Fig. 3. Characterization of EBOV-specific T-cell responses induced by the three vaccine strategies on day (D)14, D70, and month 12 after vaccination.

Fig. 3

A Total cytokine (IFN-γ ± IL-2 ± MIP1β ± TNF) levels (sum of the Boolean gates) produced by EBOV-specific CD4+ or CD8+ T cells from the Placebo (grey, n = 76), Ad26-MVA (red, n = 79), rVSV (blue, n = 27), and rVSV-booster (green, n = 9) groups after in-vitro stimulation on D14, D70, and month 12 post-prime vaccination. Each dot represents an individual value of total cytokine. Results are presented with the background subtracted. The box plots show the median (middle line) and the first and third quartiles (boxes), and the whiskers show 1.5 fold the interquartile range (IQR) above and below the box.
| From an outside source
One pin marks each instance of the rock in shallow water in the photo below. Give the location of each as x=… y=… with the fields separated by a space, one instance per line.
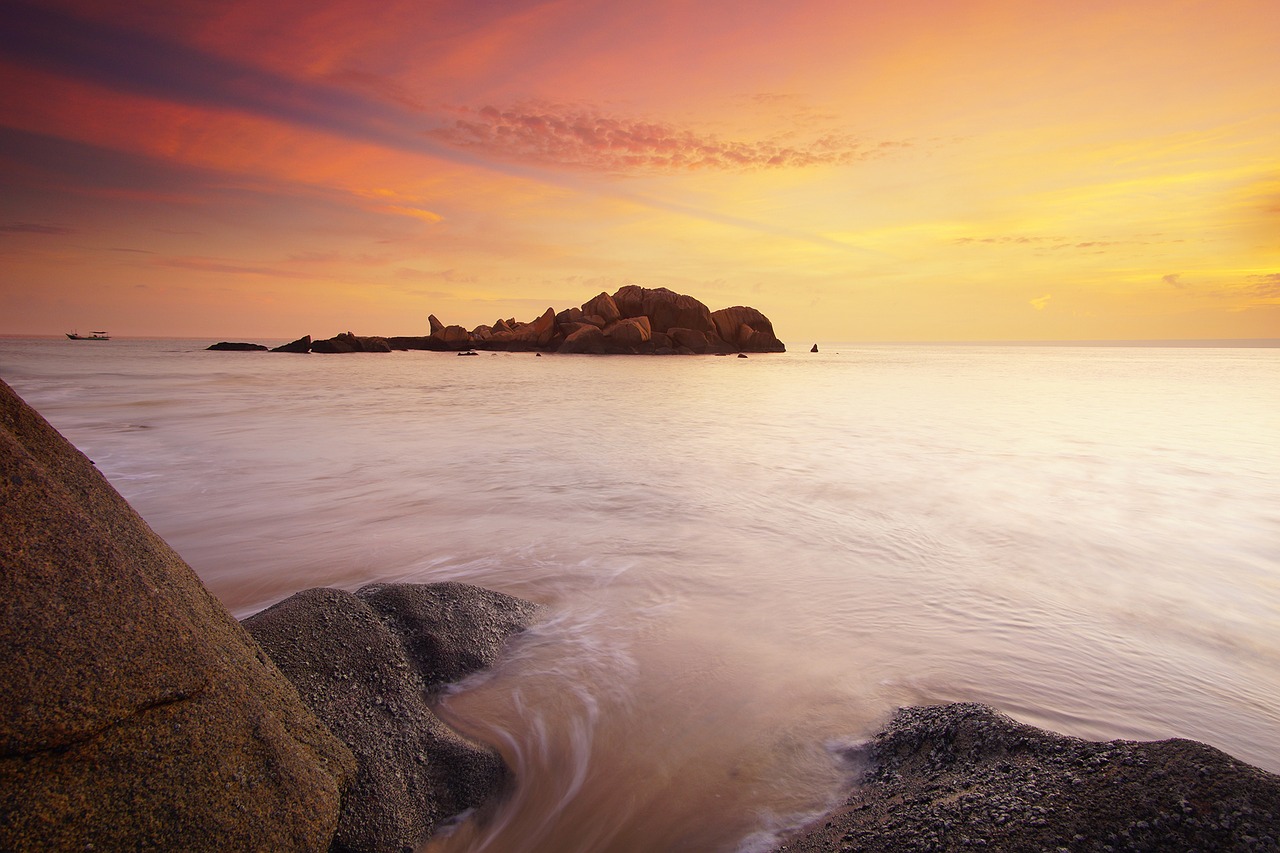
x=138 y=714
x=364 y=662
x=963 y=776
Bivariate model was used for inter-arm comparisons of total cytokine levels of active vaccine groups (rVSV group, rVSV-booster group, and Ad26-MVA group) vs placebo group (grey). FDR (Benjamini-Hochberg) method was used to adjust for test multiplicity for each arm comparison separately. The exact p-value for CD4 at D70 in the comparison between the placebo group (grey) and the Ad26-MVA group (red) is p = 5.5e-08. B Functional composition of EBOV-specific CD4+ T-cell responses induced by the Ad26-MVA vaccine on D14 and D70 and by the rVSV-booster vaccine on D70. Responses are color coded according to the combination of cytokines produced. The arcs identify cytokine-producing subsets (IFN-γ, IL-2, MIP-1b and TNF) within the CD4+ and CD8+ T-cell populations. Source data are provided as a Source Data file.